Job Opportunity
This is a challenging position for a professional who can assess clinical study site qualifications, implement studies at participating sites, and manage site conduct.
Responsibilities
* Evaluate, initiate, monitor, and close clinical study sites.
* Ensure site conduct adheres to protocols, GCP regulations, International Harmonization Guidelines, company SOPs, and applicable regulatory requirements.
* Train/re-train site personnel on protocols, systems, and operational aspects of trials.
* Serve as primary contact for site personnel and sponsor study team members.
* Develop patient recruitment strategies with clinical sites to meet enrollment timelines.
* Protect subjects' rights, safety, and well-being.
* Ensure compliance with adverse event procedures.
* Evaluate data quality and integrity, ensuring timely resolution of queries.
* Assist Data Management in developing eCRFs and eCRF Completion Guidelines.

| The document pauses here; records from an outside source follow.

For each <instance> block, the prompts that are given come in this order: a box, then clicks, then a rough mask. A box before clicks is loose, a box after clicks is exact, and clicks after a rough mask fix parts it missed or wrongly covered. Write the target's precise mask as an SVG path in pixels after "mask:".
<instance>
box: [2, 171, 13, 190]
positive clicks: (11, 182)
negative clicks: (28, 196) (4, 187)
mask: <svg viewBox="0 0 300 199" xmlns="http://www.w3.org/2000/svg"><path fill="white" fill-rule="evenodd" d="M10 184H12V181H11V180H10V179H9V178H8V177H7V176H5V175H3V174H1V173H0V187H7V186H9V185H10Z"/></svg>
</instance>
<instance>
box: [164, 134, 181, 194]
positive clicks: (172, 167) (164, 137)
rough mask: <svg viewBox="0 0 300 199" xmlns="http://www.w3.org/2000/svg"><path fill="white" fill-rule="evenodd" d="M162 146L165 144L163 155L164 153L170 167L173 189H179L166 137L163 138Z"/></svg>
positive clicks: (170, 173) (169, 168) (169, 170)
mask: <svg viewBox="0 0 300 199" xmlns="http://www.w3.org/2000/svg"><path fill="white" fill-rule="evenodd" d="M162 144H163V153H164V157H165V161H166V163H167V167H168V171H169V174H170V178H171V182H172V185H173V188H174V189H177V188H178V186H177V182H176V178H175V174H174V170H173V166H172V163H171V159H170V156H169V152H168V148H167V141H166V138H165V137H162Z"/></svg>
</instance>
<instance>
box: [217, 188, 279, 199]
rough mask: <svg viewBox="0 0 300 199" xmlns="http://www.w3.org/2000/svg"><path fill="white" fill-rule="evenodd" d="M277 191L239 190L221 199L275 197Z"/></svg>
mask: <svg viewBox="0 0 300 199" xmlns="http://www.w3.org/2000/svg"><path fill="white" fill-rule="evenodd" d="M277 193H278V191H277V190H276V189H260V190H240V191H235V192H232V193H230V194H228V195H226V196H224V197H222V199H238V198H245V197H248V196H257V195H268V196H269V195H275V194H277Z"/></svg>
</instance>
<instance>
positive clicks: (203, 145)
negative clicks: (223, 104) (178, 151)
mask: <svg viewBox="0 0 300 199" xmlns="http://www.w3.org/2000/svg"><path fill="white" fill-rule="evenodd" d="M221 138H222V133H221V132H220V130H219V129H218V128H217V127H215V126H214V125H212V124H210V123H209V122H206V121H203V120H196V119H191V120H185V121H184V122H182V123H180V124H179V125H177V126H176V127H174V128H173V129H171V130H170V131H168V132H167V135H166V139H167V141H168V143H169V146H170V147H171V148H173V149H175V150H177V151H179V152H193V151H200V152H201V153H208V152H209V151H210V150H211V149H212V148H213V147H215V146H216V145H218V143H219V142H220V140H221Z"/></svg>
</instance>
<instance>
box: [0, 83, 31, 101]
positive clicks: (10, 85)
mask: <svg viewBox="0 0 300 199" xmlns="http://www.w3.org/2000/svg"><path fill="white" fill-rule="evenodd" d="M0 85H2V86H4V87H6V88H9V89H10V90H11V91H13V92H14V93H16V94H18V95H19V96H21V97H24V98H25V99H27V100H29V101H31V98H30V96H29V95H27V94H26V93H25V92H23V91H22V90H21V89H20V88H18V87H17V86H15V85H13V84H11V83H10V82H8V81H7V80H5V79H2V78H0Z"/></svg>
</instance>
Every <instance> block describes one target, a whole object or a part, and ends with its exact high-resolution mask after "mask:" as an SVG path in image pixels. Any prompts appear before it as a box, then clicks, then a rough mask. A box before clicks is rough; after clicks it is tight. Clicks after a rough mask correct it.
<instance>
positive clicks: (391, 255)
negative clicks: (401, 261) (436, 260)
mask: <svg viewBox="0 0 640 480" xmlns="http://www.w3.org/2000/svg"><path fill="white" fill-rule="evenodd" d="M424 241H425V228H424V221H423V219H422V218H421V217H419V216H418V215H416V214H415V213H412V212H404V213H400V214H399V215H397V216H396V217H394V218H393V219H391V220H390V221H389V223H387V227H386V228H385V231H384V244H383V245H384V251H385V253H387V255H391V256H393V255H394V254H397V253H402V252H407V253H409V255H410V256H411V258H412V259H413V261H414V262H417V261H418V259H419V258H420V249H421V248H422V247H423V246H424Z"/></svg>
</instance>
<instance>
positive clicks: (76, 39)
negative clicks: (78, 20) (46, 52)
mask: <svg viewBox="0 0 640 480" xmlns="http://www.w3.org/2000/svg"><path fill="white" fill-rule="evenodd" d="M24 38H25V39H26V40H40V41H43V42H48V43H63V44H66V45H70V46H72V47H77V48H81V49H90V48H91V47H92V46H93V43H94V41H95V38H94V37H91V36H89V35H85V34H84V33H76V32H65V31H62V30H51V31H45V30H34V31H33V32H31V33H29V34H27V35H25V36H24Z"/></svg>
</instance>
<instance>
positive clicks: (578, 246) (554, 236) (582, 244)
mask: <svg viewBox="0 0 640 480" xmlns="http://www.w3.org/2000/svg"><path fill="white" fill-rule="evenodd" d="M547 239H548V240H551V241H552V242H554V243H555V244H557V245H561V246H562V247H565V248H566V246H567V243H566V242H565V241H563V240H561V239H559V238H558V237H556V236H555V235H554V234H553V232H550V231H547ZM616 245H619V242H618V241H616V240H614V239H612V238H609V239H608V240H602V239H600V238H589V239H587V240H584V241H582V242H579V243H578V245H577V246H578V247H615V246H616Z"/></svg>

* Identify and resolve site performance, quality, or compliance issues.
* Communicate with Investigators, site staff, Sponsor Study Team Members, and QA on protocol conduct, subject recruitment, and overall site performance.
* Maintain audit-ready trial documentation.
* Collect, review, and file required regulatory documentation during study maintenance and closeout.
Requirements
* Bachelor's degree in Life Sciences or RN preferred.
* Minimum 5+ years of pharmaceutical/biotechnology industry experience as a Clinical Research Associate from start-up to database lock.
* Strong Oncology monitoring experience in phase 1-3 pharmaceutical/biotechnology clinical trials.
* High level of monitoring skill with independent judgment.
* Excellent understanding of ICH guidelines, GCP, PhRMA code, FDA CFR, clinical research ethics, HIPAA, and local regulatory requirements.
* Strong knowledge of clinical research concepts and drug development.
* EDC, IVRS, and CTMS system proficiency.
* Microsoft Office skills.
* Ability to work independently across multiple studies, projects, and sites.
* Demonstrated strengths in planning, organizational, project management, analytical, oral and written communication, effective time management, conflict management, problem solving, attention to detail, and interpersonal skills.